Con una manifesta illogicità. Poiché il trattenimento del migrante costituisce una limitazione della sua libertà, vi chiedo: è più coerente col sistema che il provvedimento di convalida competa a una sezione civile di primo grado, ovvero che sia trattato da quel giudice di appello che da sempre convalida gli arresti a fine di estradizione, e che da quasi vent’anni convalida i mandati di arresto europeo?
Il secondo profilo di preoccupazione riguarda i rapporti fra il livello nazionale e quello sovranazionale di produzione del diritto.
Dal giusto obiettivo di creare ordinamenti sovranazionali che assicurino la pace e la giustizia fra le nazioni, tracciato dall’art. 11 Cost., si è passati a ordinamenti che estendono sempre più i propri ambiti di intervento, ben oltre le competenze attribuite dai trattati. Senza essere depositari di sovranità popolare: perché manca il presupposto fondativo di una costituente di matrice popolare.
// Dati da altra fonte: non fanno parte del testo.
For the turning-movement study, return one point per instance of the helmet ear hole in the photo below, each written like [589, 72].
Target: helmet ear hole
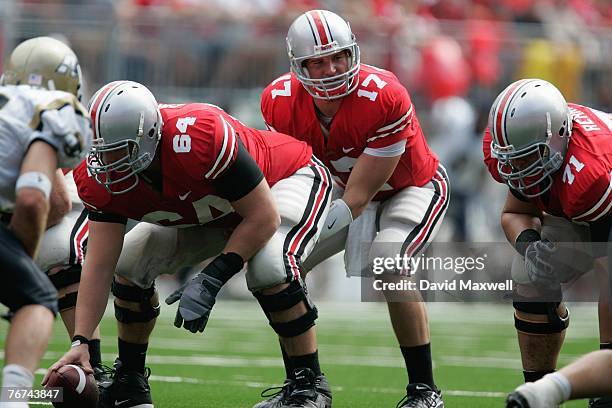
[562, 130]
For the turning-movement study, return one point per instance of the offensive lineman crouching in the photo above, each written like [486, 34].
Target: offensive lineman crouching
[183, 168]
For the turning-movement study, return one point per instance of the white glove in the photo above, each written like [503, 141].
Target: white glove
[338, 217]
[540, 266]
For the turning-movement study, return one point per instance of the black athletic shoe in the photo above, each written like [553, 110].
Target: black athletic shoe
[309, 391]
[275, 395]
[128, 389]
[421, 396]
[517, 400]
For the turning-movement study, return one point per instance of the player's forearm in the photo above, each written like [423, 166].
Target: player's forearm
[94, 290]
[252, 234]
[29, 219]
[357, 199]
[59, 200]
[515, 223]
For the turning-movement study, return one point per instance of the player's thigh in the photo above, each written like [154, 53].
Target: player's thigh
[64, 243]
[410, 220]
[573, 241]
[24, 283]
[303, 201]
[151, 250]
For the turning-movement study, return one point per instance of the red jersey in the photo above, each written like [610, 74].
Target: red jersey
[581, 189]
[199, 142]
[374, 118]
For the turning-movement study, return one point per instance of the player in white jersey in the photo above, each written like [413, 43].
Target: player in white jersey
[41, 130]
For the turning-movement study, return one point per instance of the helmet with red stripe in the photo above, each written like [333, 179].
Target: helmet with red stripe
[320, 33]
[531, 125]
[127, 126]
Quando questi due profili problematici si sommano, il rischio di un corto circuito del principio di legalità è forte. Nel valutare i presupposti della disapplicazione spesso non ci si limita ai casi di violazione diretta e immediata del diritto europeo: ci si spinge sempre più avanti. Si creano così zone franche, impermeabili agli interventi del legislatore nazionale, pure su punti diversi e ulteriori rispetto a quelli specificamente regolati a livello sovranazionale.
Concludo. La saggezza e l’equilibrio necessari per affrontare le sfide del costituzionalismo multilivello trovano un punto di riferimento essenziale nella logica del self-restraint e nel rispetto delle competenze di ciascuno degli attori. Anche del Parlamento.
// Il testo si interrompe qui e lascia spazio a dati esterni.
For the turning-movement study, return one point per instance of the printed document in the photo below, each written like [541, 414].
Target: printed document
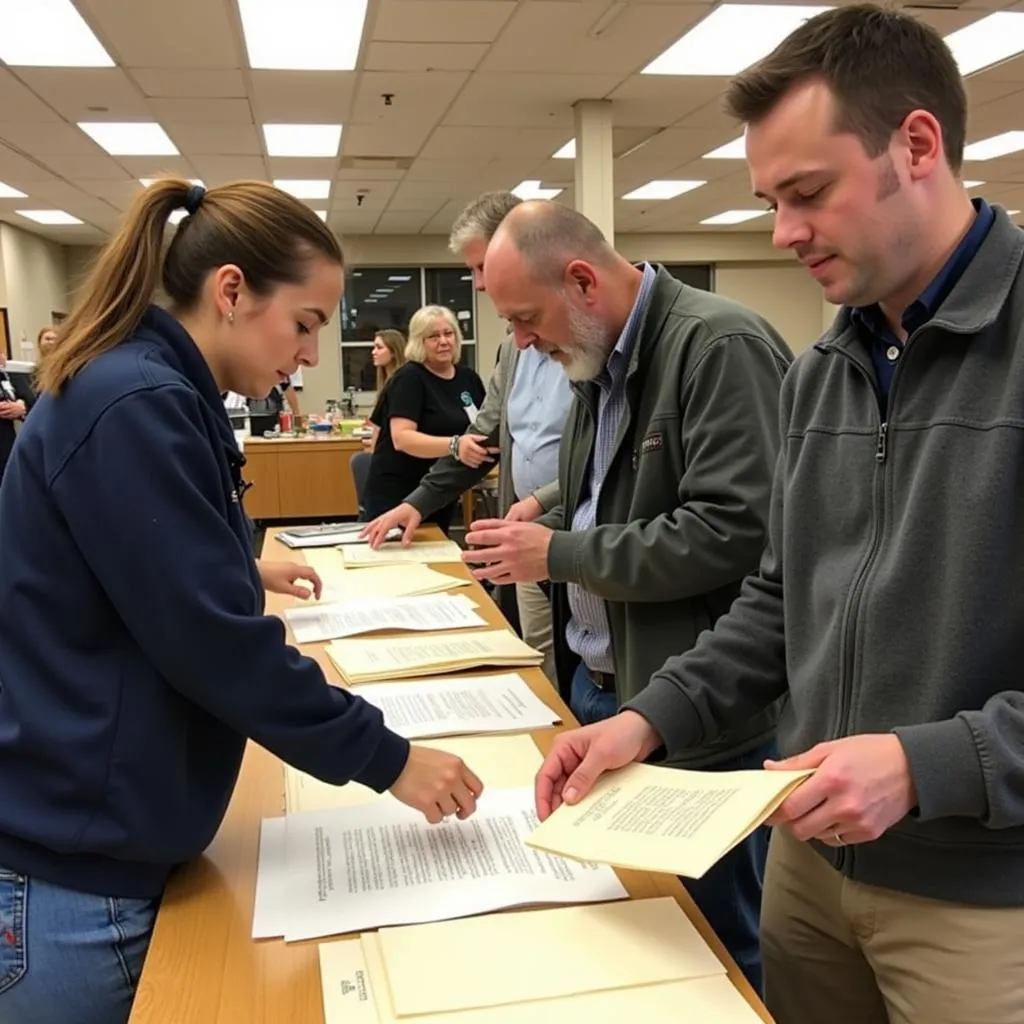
[499, 762]
[381, 863]
[665, 819]
[354, 982]
[312, 624]
[462, 705]
[394, 554]
[406, 657]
Il self-restraint apriva fino a qualche anno fa le trattazioni giuridiche sul diritto europeo. Oggi appare un arnese del passato. Ma è fondamentale per lo sviluppo armonioso del costituzionalismo multilivello.
Self-restraint significa attenzione ai limiti delle competenze che i singoli Stati hanno voluto attribuite all’Unione mediante i Trattati.
Self-restraint significa evitare la giurisprudenza creativa: perché creativo, nei limiti della Costituzione, può essere il legislatore, non il giudice.
Self-restraint significa limitare la disapplicazione di norme di legge ai casi di violazioni del diritto europeo manifeste e conclamate.
Self-restraint significa, in definitiva, recuperare il valore fondamentale del collegamento fra la norma che deve vincolare i pubblici poteri e la volontà popolare, da cui deriva la forza vincolante della norma.
Scusate la ripetizione, il richiamo alla sovranità del popolo è contenuto non a caso nel primo articolo di quella Costituzione che non ci viene chiesto di tenere in tasca, bensì di osservare nella sua forma e nella sua sostanza. Perdonatemi, dunque, se non ho tratto le conclusioni di questo interessante convegno.
Spero di aver apportato a esso un minuscolo contributo di riflessione.
Vi ringrazio.”.
Una relazione interessante, come abbiamo anticipato in apertura, totalmente priva – ed è un grande pregio – della banalità e della reticenza che solitamente affliggono le parole degli uomini pubblici in occasioni pubbliche.
Le lasciamo adesso lo spazio che merita, riservandoci in prosieguo di commentarne le proposizioni essenziali.
Una sola aggiunta, prima di concludere.
L’immagine che correda questo post ritrae Giove, magicamente allineato con le sue quattro lune, Io, Europa, Callisto e Ganimede.
Europa come luna di Giove: su questo rifletteremo.